It’s a funny thing to be a Generation X person, and a wickedly exciting, yet insane and perplexing perspective to have.
We are the bookmarks between two dynamic chapters with wildly differing opinions. Where the Boomers are high touch socially, preferring face to face interaction, Millennials are high tech, mostly hands off conversationalists–not too disturbed by not speaking directly to people’s faces–weaned on a solid diet of cyber connections.
To surf the waves of each is what Gen Xers seem to do best–oftentimes explaining each to the other.
You see, we remember life with and without high tech–playing outside and gaming indoors. We remember and can use card catalogs and Google to research–recollecting with disdain our needing to finish reports before the library closed, because reference books could not be checked out–lamenting that not too many of our friends had shelves of dictionaries and encyclopedias that we could count on to save us after hours.
Because papers were ALWAYS completed at the last minute.
We remember how our Saturdays were cereal and cartoon days, and the very date when video killed the radio star.
We are young enough to see our fads from the 70s and 80s come around again, and old enough to know better than to spend our money on them.
We are fluent in our native tongues, know and embrace grammar, but can speak with emojis and actually understand what we just wrote.
We recall the days when sports heroes didn’t get multimillion dollar deals just to play, and suited up for the love of the game.
We remember when television concluded its broadcasting day, being our family’s first remote control, and the disappointment when our slim hour or two of nightly viewership was ruined by the State of the Union address.
We have dated traditionally and in the age of swiping left and right, and truly understand what excruciatingly slow internet speeds are.
Two words, dial up.
Not only that, we remember no internet and early internet without colors and all of the bells and whistles that make it so entertaining today.
Oh yeah, and those actually floppy disks.
We know music from the album to the iPod, and how a pencil can save your favorite mixtape that you spent hours hovered over the pause and play/record buttons to make from the radio Top Ten.
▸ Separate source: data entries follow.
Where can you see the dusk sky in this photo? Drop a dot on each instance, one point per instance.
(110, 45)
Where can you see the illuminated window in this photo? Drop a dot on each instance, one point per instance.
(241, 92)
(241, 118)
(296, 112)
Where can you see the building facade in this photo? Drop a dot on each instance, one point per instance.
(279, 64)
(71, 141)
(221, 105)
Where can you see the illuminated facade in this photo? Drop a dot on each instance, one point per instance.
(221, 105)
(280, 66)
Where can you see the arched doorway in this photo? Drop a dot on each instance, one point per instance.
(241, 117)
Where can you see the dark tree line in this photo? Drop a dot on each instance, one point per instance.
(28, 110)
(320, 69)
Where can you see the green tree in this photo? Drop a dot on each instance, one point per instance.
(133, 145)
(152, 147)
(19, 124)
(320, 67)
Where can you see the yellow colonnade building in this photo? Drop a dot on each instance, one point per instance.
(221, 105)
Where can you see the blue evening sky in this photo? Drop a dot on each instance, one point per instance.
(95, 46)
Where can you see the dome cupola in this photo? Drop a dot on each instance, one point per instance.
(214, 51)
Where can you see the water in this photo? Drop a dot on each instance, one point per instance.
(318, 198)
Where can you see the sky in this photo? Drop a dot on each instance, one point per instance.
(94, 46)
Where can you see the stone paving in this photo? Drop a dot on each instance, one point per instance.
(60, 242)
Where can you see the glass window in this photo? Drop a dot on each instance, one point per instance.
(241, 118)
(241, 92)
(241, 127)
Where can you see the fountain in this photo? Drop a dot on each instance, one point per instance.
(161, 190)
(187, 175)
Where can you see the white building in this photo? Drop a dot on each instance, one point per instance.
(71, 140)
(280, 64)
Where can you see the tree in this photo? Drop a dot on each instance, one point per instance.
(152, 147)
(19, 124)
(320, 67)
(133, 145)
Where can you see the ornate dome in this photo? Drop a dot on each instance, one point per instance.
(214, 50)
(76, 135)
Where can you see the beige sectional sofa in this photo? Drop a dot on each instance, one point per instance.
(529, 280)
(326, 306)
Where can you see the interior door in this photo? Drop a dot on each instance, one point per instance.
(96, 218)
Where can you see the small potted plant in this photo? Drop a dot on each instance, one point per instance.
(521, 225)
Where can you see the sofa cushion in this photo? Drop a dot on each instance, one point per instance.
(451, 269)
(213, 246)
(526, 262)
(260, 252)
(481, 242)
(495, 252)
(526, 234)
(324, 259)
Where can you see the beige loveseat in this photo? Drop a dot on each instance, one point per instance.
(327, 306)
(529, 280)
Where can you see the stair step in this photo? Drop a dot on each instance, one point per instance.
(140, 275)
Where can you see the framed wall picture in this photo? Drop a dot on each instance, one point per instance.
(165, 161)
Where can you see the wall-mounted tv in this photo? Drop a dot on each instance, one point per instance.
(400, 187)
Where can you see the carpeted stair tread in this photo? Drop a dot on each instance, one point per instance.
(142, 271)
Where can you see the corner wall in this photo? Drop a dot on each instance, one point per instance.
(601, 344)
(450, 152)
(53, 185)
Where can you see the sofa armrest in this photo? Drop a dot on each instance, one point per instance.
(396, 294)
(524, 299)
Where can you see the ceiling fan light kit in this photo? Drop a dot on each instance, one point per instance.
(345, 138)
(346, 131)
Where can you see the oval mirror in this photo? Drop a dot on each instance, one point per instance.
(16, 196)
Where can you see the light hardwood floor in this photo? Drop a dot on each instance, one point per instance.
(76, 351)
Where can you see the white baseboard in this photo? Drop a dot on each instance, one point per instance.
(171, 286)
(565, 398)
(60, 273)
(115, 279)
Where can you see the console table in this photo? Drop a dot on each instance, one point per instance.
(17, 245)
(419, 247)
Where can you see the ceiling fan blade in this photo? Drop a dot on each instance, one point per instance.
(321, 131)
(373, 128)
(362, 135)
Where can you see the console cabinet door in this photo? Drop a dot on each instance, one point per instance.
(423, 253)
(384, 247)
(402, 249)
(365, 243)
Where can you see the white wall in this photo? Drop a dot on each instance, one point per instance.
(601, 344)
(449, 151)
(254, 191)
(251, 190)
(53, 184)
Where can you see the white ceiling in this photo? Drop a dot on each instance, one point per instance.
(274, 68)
Yearly Christmas wrestling matches began with our having to have a Cabbage Patch Kid, and if you got one, in your eyes, you realized that your parent had probably sacrificed their mild-mannered self worth to get it.
We remember the wall coming down, before and after Apartheid, and actually seeing Nelson Mandela walk free.
It is a strange brew we are concocted from, and have learned to adapt from the lessons of the Greatest Generation of grandparents and Boomer parents.
We also have learned to navigate this fast paced digital world by taking our fearless knowledge of the early days of computing, and pairing it with the equally fearless strides Millennials make in our increasingly cyber world.
While there are archaic beliefs that no longer serve us and new fangled trends we can see are too ridiculous to embrace, we choose to be the bridge between both worlds.
The Baby Boomers taught us how to be rebels and the Millennials remind why it is important to continue to be–not to rest too easy upon our laurels.
In conclusion, by bridging the gap, Generation X will continue to make our mark as rocks between these two islands of constantly shifting sands–helping to foster understanding and compassion between two distinct, oppositional forces that are increasingly at odds with each other.
One generation making their last stand in a world they see as slipping from their grasp, and the other wanting to blaze a trail and show that they have finally arrived.
With our work as Gen Xers and unique perspective, we hope to noticeably highlight the unmitigated fact that these two often warring factions have treasure troves of worth and value to each other that often goes unnoticed from day to day.